I have trained clinicians in hospital psychiatric departments, university counseling centers, substance abuse rehab centers, OMH licensed mental health clinics, psychoanalytic institutes, and in private practice. Clinician trainees have included psychiatrists, psychologists, social workers, art therapists, nurse practitioners, and mental health counselors, from beginners to experienced meditation practitioners, as well as individuals with extensive training in manualized approaches such as Mindfulness Based Cognitive Therapy and Mindfulness Based Stress Reduction.

Syllabus

A flexible approach: small-group training, on-site staff training, and individual training
Training is provided in a small-group setting with 8 weekly 1.5 hour sessions.  Training can be broken up into 2 separate modules for ease of scheduling.  I also can provide on-site staff training to fit your institution’s needs. Some clinicians prefer one-on-one training, and this can be flexibly arranged.

Module 1: Essential skills – discovering ease and precision
I model the introduction, in-session practice, assessment and correction of mindfulness techniques that clinicians will use with clients. Obstacles to practice are addressed as they arise, and case material is introduced to cover other common client issues. Variations of instruction and technique are used to reinforce practice precision. Methods to anchor practice in daily life are also discussed. Depending on class size, this typically takes place over 4 weekly sessions of 1 – 2 hours each.

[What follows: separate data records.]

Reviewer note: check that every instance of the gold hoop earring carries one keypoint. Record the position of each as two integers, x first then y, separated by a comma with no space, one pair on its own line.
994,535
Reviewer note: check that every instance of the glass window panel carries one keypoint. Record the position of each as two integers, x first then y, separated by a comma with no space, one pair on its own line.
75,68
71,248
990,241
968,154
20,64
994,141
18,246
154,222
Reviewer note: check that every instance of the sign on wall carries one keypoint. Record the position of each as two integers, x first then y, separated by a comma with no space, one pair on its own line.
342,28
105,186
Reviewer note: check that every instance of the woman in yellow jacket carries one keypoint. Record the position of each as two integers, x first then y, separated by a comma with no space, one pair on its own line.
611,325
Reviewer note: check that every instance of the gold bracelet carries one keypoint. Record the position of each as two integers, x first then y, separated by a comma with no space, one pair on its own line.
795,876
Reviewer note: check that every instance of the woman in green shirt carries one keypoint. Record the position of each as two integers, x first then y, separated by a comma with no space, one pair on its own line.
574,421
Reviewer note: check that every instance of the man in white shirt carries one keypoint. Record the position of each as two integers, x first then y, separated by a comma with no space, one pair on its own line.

Module 2: Refinement of clinical skills through teach-back and case exploration
Trainees take turns leading the group in introduction, instruction, inquiry and correction of mindfulness techniques, including discussion or role-play exploration of cases from the trainee’s own clinical practice. Clinical skills are refined through critique. Case material will be explored to reveal ways that a client’s spontaneous experience of mindfulness can be recognized and shaped toward an effective practice. Depending on class size, this typically takes place over 4 weekly sessions of 1 – 2 hours each.

Ongoing Training: Client characteristics, fostering emergent qualities, and deepening personal practice
We explore clinician’s and client’s development of mindful experience, recognizing and addressing variations in personal characteristics, environment, and life events.  Using training session dynamics and case material, I model methods for eliciting report and exploration of the sometimes subtle positive experiences (such as empathy) that result from cultivating mindfulness, connecting them with the view and practice of mindfulness.  We explore the clinicians mindful presence, and how to foster being in mindful relationship with clients.  Scheduled according to class size and availability.